Si annuncia dunque uno scontro piuttosto acceso. perché il Magistrato alle Acque e il Consorzio Venezia Nuova, con i nuovi consulenti, sono decisi a sostenere le loro tesi. E il Consorzio risponde al sindaco Cacciari, che aveva avvertito: «I veneziani sappiano che il Mose non eliminerà le acque alte, ma solo quelle eccezionali, una o due volte l’anno». «Il Mose è in grado di fermare tutte le acque alte», replica il pool di imoprese, «i 110 centimetri oggi definiti corrispondono alla quota in cui si è deciso di rialzare la città e possono essere modificati in qualsiasi momento». Una tesi però contestata dagli oppositori del Mose. Perché aumentando il numero delle chiusure aumentano anche i problemi ambientali della laguna e i danni all’economia del porto.

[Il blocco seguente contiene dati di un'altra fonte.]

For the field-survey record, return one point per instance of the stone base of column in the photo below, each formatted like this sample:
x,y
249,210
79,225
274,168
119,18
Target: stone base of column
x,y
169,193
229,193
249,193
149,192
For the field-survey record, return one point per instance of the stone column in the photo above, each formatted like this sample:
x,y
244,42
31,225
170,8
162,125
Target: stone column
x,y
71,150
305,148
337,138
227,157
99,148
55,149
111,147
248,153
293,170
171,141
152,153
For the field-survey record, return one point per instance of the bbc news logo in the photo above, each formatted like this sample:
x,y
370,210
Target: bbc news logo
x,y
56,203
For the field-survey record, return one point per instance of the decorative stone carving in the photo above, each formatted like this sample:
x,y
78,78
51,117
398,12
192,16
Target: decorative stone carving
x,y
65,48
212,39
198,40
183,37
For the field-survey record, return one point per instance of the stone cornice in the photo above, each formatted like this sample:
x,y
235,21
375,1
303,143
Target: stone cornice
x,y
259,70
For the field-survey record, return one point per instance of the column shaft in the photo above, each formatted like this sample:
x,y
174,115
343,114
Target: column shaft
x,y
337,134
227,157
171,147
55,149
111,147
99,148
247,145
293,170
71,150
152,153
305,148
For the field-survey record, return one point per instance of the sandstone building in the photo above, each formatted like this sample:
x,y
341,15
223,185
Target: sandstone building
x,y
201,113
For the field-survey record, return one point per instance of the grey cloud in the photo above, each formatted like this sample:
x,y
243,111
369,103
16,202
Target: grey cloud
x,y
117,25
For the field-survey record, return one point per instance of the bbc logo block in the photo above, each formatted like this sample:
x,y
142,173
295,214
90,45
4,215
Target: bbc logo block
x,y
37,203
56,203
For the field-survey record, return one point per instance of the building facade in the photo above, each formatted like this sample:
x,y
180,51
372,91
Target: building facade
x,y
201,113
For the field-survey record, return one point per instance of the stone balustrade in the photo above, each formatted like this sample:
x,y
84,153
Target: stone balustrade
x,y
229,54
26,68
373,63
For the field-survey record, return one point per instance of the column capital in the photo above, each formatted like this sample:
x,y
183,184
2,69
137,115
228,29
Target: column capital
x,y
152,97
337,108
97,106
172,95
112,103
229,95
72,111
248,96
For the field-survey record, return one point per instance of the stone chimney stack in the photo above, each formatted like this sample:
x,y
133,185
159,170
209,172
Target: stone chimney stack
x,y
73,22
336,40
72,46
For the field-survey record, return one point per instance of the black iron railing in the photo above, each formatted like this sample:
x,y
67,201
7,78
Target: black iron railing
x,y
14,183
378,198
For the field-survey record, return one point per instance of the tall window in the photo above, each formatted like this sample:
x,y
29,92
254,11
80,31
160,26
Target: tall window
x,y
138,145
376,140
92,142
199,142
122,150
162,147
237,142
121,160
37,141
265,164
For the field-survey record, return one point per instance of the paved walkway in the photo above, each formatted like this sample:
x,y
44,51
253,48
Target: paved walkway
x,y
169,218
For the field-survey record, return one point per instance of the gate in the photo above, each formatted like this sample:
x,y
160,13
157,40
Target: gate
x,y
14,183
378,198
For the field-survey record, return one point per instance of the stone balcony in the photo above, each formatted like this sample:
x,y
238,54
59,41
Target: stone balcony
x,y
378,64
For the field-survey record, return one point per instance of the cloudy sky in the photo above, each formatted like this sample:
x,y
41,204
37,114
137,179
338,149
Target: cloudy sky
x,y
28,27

Oggi pomeriggio intanto secondo round tecnico nella sala verde di palazzo Chigi. «Potrebbe anche non bastare l’incontro di oggi, vedremo», dice il sindaco Cacciari, «in ogni caso finalmente ci si confronta nel merito». E il Comune annuncia nuovi studi critici e alternativi.

Il confronto «tecnico» voluto da Cacciari, in attesa del Comitatone decisivo che si dovrà svolgere entro novembre, potrebbe però trasformarsi in polemica politica. Alla riunione di oggi ha annunciato la sua presenza anche il presidente della Regione Giancarlo Galan, da sempre convinto sostenitore del progetto del Consorzio Venezia Nuova.